Matt Berry and Arthur Mathew's mockumentary satirises documentary strands such as Arena - BBC
Matt Berry and Arthur Mathew's mockumentary satirises documentary strands such as Arena - BBC

Are we entering the age of the 15-minute comedy? David Tennant and Michael Sheen did it in Staged, noodling away on Zoom. Diane Morgan is about to do it with Mandy, which starts next week. It’s a win for the viewer because if it’s funny you’re left wanting more, and if it’s not, well, you’ve only wasted a quarter of an hour.

So here is Squeamish About… (BBC Two) squeezed in between Semi-Detached and Newsnight. It’s a spoof documentary series featuring Matt Berry (Toast of London, What We Do in the Shadows) as “rogue historian” Michael Squeamish, a character first featured last year in the one-off mockumentary, The Road to Brexit.

Squeamish doesn’t appear to be based on anyone in particular - this isn’t a send-up of Simon Schama or David Starkey - and for some reason Berry has chosen not to mug away in front of the camera but to supply the narration. For this he deploys a fruity voice very like that of Patrick Allen (close your eyes and you can picture Allen flying over those Barratt Homes in a helicopter) and some silly pronunciation.

The comedy lies in the fact that everything we see or hear is wrong. So in this first episode, devoted to “popular entertainments”, Squeamish references the Beatles but the footage on screen is of Gerry and the Pacemakers. He describes Gracie Fields as “the famous drag act from Rochdale”. Playing a clip of Joy Division, Squeamish says: “I don’t know much about pop music but I reckon that’s a pretty feelgood sound!”

You get the idea. And this really is the show’s only idea. Sometimes Berry takes archive footage of real people, which seems to be from decades-old news programmes, and makes it the butt of the joke.
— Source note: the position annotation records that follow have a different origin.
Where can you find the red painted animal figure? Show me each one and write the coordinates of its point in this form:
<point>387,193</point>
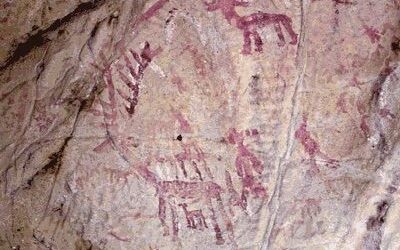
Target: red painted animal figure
<point>311,146</point>
<point>246,164</point>
<point>195,155</point>
<point>197,191</point>
<point>250,23</point>
<point>194,218</point>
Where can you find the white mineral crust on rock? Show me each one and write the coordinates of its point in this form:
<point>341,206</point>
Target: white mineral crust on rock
<point>215,124</point>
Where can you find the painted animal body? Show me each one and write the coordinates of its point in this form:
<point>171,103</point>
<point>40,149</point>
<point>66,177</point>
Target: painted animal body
<point>207,192</point>
<point>250,23</point>
<point>194,218</point>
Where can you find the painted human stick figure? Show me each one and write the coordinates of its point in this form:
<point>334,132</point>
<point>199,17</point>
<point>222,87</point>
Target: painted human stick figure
<point>250,23</point>
<point>194,218</point>
<point>207,192</point>
<point>247,165</point>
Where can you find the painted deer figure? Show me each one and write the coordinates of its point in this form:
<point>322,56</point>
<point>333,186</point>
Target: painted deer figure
<point>206,191</point>
<point>194,218</point>
<point>250,23</point>
<point>195,155</point>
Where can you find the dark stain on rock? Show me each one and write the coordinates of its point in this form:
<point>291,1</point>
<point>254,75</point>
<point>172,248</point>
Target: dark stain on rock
<point>41,36</point>
<point>395,45</point>
<point>52,167</point>
<point>376,222</point>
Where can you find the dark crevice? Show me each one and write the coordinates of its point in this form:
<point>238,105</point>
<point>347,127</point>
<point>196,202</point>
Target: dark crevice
<point>375,222</point>
<point>378,84</point>
<point>53,165</point>
<point>40,38</point>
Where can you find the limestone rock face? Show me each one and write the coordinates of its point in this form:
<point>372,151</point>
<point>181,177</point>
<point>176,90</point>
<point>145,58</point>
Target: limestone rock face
<point>182,124</point>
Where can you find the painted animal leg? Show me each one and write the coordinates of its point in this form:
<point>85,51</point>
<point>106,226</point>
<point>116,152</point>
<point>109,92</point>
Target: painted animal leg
<point>278,31</point>
<point>174,218</point>
<point>202,220</point>
<point>246,42</point>
<point>217,229</point>
<point>288,26</point>
<point>227,221</point>
<point>257,41</point>
<point>162,215</point>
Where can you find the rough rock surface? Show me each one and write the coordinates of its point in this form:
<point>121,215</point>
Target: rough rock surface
<point>182,124</point>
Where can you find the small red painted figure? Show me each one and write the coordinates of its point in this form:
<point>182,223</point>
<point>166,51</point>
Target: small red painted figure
<point>195,218</point>
<point>250,23</point>
<point>206,192</point>
<point>247,166</point>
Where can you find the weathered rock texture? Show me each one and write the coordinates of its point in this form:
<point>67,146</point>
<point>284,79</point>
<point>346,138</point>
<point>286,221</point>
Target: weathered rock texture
<point>182,124</point>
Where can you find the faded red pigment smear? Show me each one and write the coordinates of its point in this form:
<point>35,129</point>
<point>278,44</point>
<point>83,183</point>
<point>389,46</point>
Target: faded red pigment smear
<point>304,136</point>
<point>341,103</point>
<point>183,123</point>
<point>169,191</point>
<point>195,155</point>
<point>311,146</point>
<point>385,113</point>
<point>179,83</point>
<point>194,218</point>
<point>136,75</point>
<point>372,33</point>
<point>152,11</point>
<point>246,164</point>
<point>250,23</point>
There is footage of the working classes, mostly older people, on holiday or talking about racing pigeons or describing a day’s work as a blacksmith. The mockery isn’t deliberately cruel but it still feels a bit smug, in a laughing-at-the-lower-orders sort of way.

Had Squeamish About… been part of a sketch show, it might have worked. But as a stand-alone comedy series, even 15 minutes felt a bit too long.